When divorced parents separate, some important decisions must be made regarding the custody of their children. These often relate to: where the children will live with both parents and which parent will have primary responsibility for their health and welfare; and who will be responsible for making decisions about their day-to-day care, their education, and the way in which they are raised.
The first thing that must be considered when determining child custody after a divorce is what type of custody will be awarded. If the two parents can agree on the location of the child’s daily care, they can go that route.
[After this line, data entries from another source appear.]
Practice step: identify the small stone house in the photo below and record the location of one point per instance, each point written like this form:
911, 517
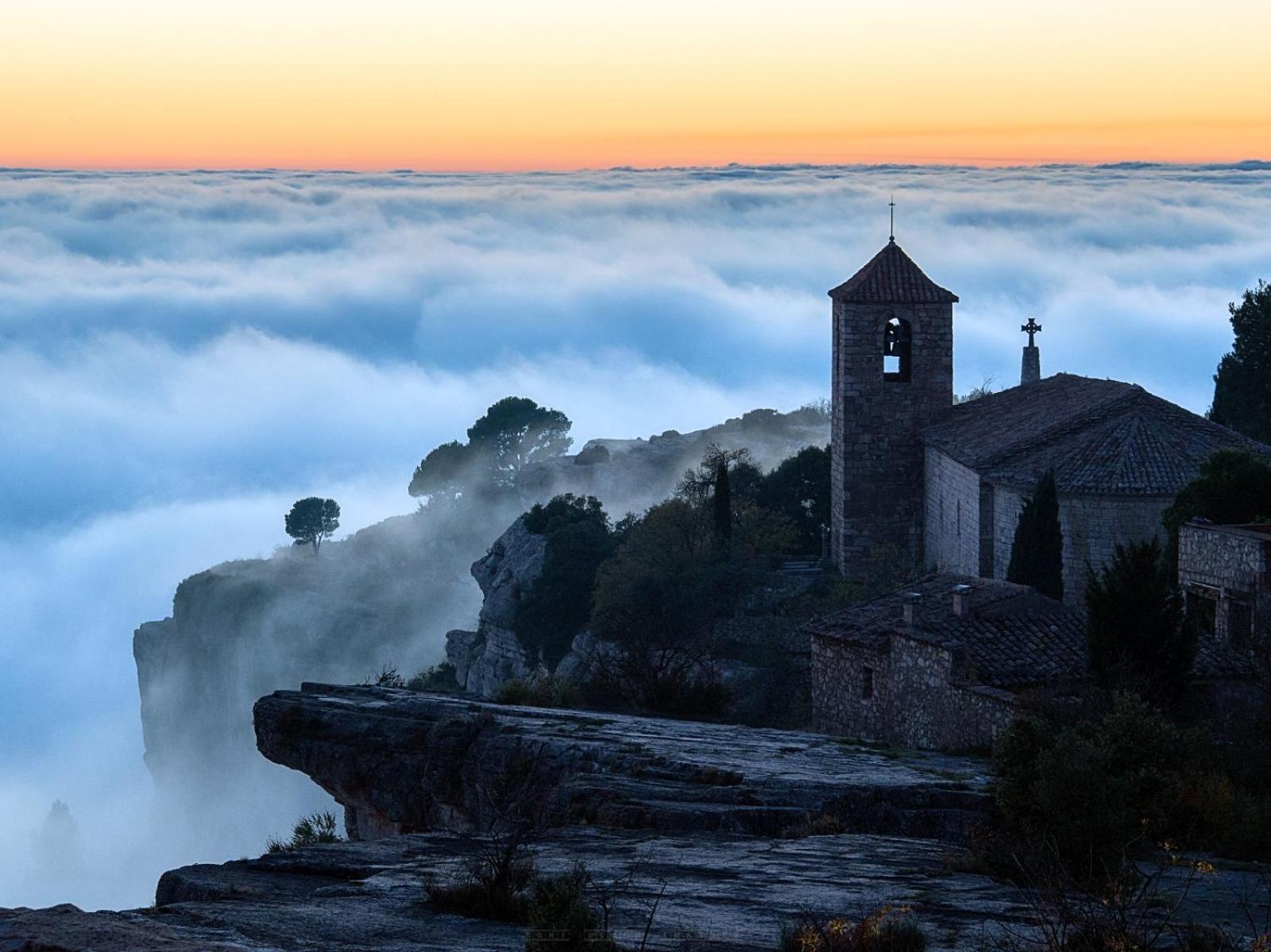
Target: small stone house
941, 664
1224, 572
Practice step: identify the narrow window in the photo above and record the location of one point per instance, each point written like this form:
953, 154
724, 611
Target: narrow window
1239, 623
896, 351
1203, 611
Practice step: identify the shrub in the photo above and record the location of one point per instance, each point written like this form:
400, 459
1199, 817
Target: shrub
539, 691
562, 919
578, 541
485, 890
798, 488
887, 929
387, 678
1137, 634
438, 678
315, 827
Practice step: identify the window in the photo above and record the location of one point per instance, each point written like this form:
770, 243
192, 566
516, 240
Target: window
1239, 623
896, 351
1203, 611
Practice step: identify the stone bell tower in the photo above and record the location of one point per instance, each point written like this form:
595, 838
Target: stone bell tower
893, 376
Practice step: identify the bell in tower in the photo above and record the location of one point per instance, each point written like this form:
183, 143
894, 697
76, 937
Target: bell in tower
893, 376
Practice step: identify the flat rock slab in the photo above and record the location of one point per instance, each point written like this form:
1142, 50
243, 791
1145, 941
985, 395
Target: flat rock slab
407, 761
716, 891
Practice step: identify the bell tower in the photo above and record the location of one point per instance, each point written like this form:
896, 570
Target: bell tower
893, 376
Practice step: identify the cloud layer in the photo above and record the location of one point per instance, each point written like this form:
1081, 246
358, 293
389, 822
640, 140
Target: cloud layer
184, 353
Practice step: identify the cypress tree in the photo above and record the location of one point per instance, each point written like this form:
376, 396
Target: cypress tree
1037, 554
722, 503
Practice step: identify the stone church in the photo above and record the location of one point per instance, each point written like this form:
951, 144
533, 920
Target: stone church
940, 486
If the child lives in one parent’s home and the other parent resides elsewhere, the court will decide who gets primary responsibility for the child’s care.
Another consideration when it comes to custody of children after divorce is who has greater custodial rights. In some cases, the court can award joint legal and physical custody of the child. However, if one parent is unfit or abusive, this can be considered an abuse of the child’s rights.
Child support is another area of custody law that frequently arises during divorce proceedings. Parents may not want to stop paying child support after the divorce is finalized. In fact, many people choose to continue their monthly payments even if the couple divorces. If one parent wants to end that obligation, the courts will usually allow them to do so. However, the court will typically set a cap on the amount of child support payments that can be paid per month.
A custodial agreement for children is also an issue that is often resolved between the parents when divorce proceedings are underway. In this type of agreement, the parents of the child will outline their responsibilities and obligations concerning the child’s daily living. They will often include provisions such as how the child will go to school, what medical and dental care services will be provided, and what religious and social activities the child will be allowed to participate in. The agreement will also explain how the parents will handle any other financial responsibilities that are involved.
In many cases, both parents are required to pay child support in some form. The court will order a temporary support payment until the child support payments can be discontinued by the parties involved, said arizonafamilylawyers.org.